Original fork: ntds_2018

Mathias Gonçalves
Julien Heitmann
Mathieu Lamiot
Louis Landelle

This is the EE-558 final project repository. It comprises the data used for our analysis, obtained via the loading script load_data.py, the file common.py that defines multiple constants and lambda functions used throughout the project, and finally a Jupyter Notebook, vote_predictions.ipynb that contains the data preparation, followed by the classification task that aims to predict, given a tuple (senator_id, bill_id), the senators vote position on this specific bill, based on a regression that makes use of multiple features that were constructed during the preparation step.

This project was made using Python 3.6.5

Loading script

Since we do not have a predefined dataset, the data must be retrieved using the ProPublica Congress API. This script should be executed from a terminal. It fetches certain features of interest independently, which speeds up the retrieval time if some data is already present, and allows to deal with the API quota (5000 requests per day per API Key) in a more efficient way. An API Key was provided here.

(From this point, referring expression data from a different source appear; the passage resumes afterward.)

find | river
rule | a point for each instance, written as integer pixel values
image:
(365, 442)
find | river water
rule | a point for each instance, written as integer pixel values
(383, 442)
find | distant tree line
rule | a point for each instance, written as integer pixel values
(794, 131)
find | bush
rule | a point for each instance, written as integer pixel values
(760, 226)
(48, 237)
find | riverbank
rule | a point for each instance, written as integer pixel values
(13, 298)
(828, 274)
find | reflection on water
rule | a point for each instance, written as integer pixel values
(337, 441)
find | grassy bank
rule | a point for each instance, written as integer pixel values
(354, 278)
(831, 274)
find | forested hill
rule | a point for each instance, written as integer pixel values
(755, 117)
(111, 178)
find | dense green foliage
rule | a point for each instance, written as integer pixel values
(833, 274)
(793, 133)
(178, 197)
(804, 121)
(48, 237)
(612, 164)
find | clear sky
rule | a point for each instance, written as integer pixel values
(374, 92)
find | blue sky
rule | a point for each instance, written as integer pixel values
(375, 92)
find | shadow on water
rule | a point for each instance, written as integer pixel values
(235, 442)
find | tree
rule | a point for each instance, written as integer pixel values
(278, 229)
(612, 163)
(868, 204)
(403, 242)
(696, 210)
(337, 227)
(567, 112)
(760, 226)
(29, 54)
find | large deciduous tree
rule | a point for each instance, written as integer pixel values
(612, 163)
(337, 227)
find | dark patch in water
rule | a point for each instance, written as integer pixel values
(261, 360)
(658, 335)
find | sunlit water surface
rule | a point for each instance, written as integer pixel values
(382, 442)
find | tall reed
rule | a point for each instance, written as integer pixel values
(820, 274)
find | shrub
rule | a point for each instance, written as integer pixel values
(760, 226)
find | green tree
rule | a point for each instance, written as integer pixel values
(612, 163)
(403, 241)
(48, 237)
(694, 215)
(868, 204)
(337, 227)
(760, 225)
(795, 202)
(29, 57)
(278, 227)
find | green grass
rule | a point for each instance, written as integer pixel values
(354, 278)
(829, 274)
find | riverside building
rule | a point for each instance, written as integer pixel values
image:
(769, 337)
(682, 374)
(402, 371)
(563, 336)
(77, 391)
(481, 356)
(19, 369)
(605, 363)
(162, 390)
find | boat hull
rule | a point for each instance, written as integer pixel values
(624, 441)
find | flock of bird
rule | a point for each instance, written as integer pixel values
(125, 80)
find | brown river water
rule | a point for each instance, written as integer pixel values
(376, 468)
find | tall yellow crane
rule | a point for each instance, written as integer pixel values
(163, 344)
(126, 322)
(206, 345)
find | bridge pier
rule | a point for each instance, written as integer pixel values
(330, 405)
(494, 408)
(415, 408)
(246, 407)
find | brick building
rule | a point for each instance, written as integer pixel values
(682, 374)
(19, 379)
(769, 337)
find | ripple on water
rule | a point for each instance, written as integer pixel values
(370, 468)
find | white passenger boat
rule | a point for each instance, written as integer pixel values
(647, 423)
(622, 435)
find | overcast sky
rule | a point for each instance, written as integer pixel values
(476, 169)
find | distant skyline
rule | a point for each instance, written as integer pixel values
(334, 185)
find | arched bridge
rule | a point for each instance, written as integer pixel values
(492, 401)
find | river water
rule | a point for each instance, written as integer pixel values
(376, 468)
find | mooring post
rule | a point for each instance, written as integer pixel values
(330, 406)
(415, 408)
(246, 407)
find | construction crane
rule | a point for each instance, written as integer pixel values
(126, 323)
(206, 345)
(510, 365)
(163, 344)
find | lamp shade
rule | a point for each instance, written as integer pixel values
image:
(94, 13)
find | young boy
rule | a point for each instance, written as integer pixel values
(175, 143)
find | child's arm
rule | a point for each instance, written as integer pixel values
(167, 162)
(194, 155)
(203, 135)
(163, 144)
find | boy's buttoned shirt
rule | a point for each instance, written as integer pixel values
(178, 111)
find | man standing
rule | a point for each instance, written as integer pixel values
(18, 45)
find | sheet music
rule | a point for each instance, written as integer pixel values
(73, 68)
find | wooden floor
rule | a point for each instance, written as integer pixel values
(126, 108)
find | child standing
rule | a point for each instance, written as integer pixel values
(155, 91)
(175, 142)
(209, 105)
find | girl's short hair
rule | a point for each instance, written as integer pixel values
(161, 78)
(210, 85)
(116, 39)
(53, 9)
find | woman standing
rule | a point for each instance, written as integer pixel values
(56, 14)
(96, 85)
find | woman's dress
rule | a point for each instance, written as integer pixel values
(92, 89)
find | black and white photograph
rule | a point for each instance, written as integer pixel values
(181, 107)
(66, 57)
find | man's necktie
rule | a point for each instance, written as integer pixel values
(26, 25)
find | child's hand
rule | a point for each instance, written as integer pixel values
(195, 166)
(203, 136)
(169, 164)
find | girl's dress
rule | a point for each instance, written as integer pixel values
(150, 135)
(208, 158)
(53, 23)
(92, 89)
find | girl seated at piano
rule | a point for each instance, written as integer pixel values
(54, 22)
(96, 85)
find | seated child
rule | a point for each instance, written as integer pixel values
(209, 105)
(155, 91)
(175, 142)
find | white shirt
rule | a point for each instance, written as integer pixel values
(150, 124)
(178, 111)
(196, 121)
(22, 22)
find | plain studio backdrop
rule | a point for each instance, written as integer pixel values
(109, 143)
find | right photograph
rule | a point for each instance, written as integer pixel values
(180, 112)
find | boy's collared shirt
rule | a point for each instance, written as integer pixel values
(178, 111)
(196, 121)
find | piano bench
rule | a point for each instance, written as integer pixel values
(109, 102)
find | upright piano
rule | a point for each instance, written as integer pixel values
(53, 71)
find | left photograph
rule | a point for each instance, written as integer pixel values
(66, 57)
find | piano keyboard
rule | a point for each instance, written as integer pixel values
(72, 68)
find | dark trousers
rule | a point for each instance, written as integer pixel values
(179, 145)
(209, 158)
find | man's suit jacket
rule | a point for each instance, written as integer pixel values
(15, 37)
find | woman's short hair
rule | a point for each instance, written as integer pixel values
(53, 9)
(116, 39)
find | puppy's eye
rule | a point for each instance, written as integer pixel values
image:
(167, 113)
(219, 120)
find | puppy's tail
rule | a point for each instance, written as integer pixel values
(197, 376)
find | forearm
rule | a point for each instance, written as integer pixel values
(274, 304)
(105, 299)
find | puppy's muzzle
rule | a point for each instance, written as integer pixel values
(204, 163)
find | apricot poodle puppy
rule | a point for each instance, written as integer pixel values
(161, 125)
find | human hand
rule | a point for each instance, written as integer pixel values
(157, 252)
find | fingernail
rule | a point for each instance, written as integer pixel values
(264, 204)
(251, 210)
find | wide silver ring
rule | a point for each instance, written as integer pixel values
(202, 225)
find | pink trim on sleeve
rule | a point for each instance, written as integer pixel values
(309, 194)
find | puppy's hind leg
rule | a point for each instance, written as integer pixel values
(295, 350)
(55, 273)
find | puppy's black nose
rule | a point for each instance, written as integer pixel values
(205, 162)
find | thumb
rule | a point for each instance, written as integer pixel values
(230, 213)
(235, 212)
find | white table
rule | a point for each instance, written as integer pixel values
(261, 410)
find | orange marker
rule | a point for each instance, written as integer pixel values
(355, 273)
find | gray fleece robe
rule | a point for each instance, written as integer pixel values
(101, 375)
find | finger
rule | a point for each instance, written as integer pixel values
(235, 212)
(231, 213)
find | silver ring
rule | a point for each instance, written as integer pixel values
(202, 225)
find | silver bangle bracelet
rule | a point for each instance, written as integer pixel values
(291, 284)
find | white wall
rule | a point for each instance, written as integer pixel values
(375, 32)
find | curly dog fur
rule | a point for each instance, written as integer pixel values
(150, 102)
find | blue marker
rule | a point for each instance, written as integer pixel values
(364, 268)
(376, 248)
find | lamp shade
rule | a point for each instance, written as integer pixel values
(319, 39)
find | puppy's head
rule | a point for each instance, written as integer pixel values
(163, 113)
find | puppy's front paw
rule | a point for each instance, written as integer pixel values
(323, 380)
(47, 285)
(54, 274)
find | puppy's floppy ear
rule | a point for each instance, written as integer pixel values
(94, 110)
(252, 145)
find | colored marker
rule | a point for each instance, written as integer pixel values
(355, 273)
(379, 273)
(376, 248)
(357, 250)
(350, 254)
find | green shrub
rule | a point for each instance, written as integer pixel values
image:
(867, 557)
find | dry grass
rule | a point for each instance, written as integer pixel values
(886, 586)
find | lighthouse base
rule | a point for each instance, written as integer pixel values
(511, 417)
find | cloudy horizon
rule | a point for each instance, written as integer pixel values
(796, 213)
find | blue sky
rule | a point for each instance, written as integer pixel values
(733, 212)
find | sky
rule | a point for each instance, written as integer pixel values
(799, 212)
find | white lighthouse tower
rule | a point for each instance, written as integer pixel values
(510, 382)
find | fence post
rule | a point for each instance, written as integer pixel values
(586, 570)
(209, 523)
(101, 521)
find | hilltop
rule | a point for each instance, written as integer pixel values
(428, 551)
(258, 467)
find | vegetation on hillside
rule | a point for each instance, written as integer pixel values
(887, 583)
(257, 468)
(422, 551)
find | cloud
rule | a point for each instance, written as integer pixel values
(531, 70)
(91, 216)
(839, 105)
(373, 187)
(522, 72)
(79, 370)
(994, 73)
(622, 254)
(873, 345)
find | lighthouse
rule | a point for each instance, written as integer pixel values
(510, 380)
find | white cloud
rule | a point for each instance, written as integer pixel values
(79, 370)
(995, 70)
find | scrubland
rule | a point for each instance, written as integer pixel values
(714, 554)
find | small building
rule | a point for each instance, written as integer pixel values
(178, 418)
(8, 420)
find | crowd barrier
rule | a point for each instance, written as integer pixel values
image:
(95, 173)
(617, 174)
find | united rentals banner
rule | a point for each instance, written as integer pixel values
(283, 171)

Note that it is not required to run the loading script since the files containing the datasets are already saved in the repository.

Usage of the loading script

When running load_data.py, the following flags may be set to control the script behavior:

FlagDescription
active_senatorsGet list of active senators
adjacencyGet vote data and create adjacency matrix
cosponsorshipGet list of cosponsored bills by senators
cosponsorsGet list of cosponsors of certain bills
committeesGet committees data and creates npy files
requestsRequests per senator, defaults to 1

For example, this is how to generate the adjacency matrix from the milestones (based on senators vote positions that are retrieved with the API), and also fetch, for every senator in the current version of the file data/active_senators.npy, the list of cosponsored bills (the number of API requests will affect the amount of data retrieved to construct these data structures):

python load_data.py --adjacency --cosponsorship --requests=40

Jupyter notebook

The project core. Pretty straightforward, first imports the data that was retrieved by load_data.py, then computes senator- and bill-specific features that will be used to perform a regression. We compare two models, Logistic Regression and Random Forest. After feature engineering the data is split into train and test, and the models are trained on the former. Finally, the models performance is evaluated on the test set.